In the print head constructed as described above, the difference in impact force due to the difference in platen gap due to the curvature of the platen 4 is eliminated, and the relative suction force between the armature 15 and the suction surface 16a of the yoke 16b is applied to all the wires. It is possible to make it constant.

[0014]

As described above, since the print head of the present invention includes the bypass plate and the spacer, any wire has an optimum impact force according to the size of the platen gap due to the curvature of the platen.
Further, since it is possible to eliminate the variation in the relative suction force between the armature and the yoke suction surface that occurs at that time, it is possible to improve the printing quality.

[Brief description of drawings]

1 is a sectional view (a) taken along the line AA shown in FIG. 2 and a sectional view taken along the line BB (b) shown in FIG. 2 according to an embodiment of the present invention.

FIG. 2 is a perspective view of an impact type print head of the present embodiment.

FIG. 3 is a perspective view of a bypass plate of this embodiment.

4 is an enlarged cross-sectional view of the print head tip portion of the embodiment of FIG.
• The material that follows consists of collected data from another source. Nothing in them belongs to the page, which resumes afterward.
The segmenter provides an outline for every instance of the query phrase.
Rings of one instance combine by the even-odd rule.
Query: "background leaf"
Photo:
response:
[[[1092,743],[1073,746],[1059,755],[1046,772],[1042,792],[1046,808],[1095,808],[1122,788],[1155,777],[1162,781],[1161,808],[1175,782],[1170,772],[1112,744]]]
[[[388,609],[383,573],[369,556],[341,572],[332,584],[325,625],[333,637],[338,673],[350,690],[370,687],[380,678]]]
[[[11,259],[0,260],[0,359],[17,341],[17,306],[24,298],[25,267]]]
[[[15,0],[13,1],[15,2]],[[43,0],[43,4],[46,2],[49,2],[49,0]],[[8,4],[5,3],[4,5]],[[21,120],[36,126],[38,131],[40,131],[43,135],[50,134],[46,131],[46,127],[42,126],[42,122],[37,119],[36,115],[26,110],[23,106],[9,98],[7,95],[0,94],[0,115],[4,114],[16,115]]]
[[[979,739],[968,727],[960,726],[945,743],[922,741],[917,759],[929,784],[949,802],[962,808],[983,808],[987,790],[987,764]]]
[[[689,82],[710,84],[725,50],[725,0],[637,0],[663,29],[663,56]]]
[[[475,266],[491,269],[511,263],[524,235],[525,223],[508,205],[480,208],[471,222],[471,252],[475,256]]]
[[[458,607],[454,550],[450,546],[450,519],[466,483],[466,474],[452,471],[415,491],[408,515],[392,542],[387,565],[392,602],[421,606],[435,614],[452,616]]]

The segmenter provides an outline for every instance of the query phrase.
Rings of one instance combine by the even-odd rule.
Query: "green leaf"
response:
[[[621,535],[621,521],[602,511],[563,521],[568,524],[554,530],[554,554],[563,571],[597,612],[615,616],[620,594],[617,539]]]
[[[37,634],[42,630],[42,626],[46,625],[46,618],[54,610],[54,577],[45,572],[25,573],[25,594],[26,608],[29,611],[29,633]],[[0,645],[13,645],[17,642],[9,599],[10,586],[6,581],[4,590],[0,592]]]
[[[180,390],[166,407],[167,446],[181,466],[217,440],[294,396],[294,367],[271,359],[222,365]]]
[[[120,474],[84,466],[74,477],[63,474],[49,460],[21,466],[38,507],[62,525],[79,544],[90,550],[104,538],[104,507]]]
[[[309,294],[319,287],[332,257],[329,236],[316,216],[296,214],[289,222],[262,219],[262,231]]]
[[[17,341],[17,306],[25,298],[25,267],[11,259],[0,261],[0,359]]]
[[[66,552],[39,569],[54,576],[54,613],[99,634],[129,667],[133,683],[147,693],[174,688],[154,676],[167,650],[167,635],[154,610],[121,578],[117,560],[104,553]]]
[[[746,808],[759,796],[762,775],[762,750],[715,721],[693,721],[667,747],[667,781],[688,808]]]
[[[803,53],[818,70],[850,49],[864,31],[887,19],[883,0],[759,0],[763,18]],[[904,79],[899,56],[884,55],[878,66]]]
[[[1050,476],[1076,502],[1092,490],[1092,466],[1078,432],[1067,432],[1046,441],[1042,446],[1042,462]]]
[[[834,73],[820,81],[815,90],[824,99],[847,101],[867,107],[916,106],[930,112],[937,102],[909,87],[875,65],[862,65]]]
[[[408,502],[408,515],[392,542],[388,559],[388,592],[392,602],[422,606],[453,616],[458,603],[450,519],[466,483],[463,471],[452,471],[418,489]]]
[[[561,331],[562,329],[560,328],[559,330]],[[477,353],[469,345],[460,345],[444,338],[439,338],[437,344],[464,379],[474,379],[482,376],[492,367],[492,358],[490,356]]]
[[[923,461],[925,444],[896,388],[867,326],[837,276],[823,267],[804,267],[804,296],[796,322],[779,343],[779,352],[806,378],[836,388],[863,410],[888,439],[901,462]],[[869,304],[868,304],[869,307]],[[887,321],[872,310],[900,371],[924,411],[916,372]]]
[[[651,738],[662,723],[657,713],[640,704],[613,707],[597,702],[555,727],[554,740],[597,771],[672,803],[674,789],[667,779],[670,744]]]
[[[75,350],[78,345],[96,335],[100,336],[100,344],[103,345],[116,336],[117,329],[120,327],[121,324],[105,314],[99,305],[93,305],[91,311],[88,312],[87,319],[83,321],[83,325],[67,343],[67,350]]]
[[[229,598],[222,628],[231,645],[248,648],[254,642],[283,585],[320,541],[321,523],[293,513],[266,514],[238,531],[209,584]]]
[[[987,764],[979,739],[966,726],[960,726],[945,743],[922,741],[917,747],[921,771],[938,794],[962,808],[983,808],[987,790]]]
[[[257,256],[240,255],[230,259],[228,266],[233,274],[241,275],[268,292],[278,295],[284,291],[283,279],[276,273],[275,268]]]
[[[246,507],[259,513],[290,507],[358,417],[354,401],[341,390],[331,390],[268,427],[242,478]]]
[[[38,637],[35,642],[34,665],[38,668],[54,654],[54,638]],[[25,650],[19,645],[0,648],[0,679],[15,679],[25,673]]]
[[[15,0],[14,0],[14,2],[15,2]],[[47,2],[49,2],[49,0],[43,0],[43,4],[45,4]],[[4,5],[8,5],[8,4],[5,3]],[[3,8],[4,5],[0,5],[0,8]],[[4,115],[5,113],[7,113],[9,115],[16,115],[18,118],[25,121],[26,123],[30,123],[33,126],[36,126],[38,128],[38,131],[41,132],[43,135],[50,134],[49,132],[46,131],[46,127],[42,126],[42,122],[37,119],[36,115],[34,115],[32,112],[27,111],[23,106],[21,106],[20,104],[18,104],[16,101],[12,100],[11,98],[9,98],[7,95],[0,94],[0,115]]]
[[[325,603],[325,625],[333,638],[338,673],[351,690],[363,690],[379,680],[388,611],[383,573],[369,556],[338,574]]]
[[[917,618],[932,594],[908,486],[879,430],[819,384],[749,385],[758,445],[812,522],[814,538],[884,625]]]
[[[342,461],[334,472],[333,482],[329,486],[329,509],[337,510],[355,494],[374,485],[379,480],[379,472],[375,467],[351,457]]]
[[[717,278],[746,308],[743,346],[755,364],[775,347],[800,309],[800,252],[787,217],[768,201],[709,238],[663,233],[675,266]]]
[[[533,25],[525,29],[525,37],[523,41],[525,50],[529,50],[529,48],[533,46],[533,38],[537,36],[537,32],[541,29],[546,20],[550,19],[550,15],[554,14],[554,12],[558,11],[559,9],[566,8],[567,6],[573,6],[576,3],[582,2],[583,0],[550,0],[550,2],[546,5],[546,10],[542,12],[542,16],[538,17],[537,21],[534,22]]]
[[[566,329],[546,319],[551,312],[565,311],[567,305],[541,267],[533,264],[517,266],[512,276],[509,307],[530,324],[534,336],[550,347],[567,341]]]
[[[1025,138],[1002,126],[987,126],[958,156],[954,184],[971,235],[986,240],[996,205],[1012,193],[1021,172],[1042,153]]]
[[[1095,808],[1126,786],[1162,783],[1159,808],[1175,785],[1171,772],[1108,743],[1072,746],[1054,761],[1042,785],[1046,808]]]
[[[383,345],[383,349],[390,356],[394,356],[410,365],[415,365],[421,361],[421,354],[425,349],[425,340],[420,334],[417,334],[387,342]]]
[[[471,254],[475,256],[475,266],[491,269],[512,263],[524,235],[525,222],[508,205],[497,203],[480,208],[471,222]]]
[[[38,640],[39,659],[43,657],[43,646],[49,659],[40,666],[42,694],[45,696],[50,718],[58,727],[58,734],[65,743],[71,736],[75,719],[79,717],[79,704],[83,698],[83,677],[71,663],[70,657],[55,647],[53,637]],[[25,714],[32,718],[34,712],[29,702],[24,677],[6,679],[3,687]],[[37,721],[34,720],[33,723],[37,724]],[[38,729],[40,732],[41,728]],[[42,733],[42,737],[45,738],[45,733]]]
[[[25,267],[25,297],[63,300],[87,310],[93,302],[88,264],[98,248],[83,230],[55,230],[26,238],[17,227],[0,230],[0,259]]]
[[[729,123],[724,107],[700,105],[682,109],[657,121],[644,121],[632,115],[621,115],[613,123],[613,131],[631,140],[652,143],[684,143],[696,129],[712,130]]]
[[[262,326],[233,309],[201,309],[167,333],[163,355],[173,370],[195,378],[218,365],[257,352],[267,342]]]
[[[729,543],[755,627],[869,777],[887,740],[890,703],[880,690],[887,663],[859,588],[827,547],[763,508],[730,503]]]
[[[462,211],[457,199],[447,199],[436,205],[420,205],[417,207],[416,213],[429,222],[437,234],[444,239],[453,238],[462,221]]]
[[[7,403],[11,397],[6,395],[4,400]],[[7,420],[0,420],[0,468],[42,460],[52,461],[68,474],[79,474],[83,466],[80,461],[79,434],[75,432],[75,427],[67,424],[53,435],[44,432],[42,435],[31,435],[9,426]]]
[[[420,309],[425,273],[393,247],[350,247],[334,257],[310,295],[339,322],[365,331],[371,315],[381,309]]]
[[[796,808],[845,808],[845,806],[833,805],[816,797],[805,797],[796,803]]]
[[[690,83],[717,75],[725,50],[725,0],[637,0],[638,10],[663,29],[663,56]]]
FIG. 5 is a cross-sectional view of a conventional example.

[Explanation of symbols]

DESCRIPTION OF SYMBOLS 1 print head 2 ink ribbon 3 print paper 4 platen 11 head frame 12 print wire (generic name including upper and lower print wires 12a and intermediate print wire 12b) 12a upper and lower print wires 12b intermediate print wire 13 guide 14 leaf spring 15 , 15a, 15b Armature 16a Suction surface 16b Yoke 16c Ring yoke 17 Electromagnetic coil 18 Permanent magnet 19 Armature arm 20 Spacer 21 Bypass plate

Claims (2)

[Claims] 1. An annular magnetic circuit composed of an armature for driving a printing wire supported by an elastic member, a yoke having a suction surface facing the armature, and a permanent magnet and an electromagnet attached to the yoke. In a wire dot type print head that attracts the armature by the permanent magnet and releases the armature from the attraction surface by energizing the electromagnet, the amount of deflection of the elastic member on the side opposite to the side on which the yoke is provided is A dot impact type print head characterized in that a magnetic bypass plate having a tongue-shaped projection in the center and a spacer are arranged in accordance with a large portion. 2. When the armature is attracted, the amount of deflection of the elastic member is increased by the permanent magnet with respect to the upper and lower print wires of the print head, and decreased with respect to the intermediate print wire. The dot impact type print head according to claim 1, wherein the polishing amount of the armature is changed.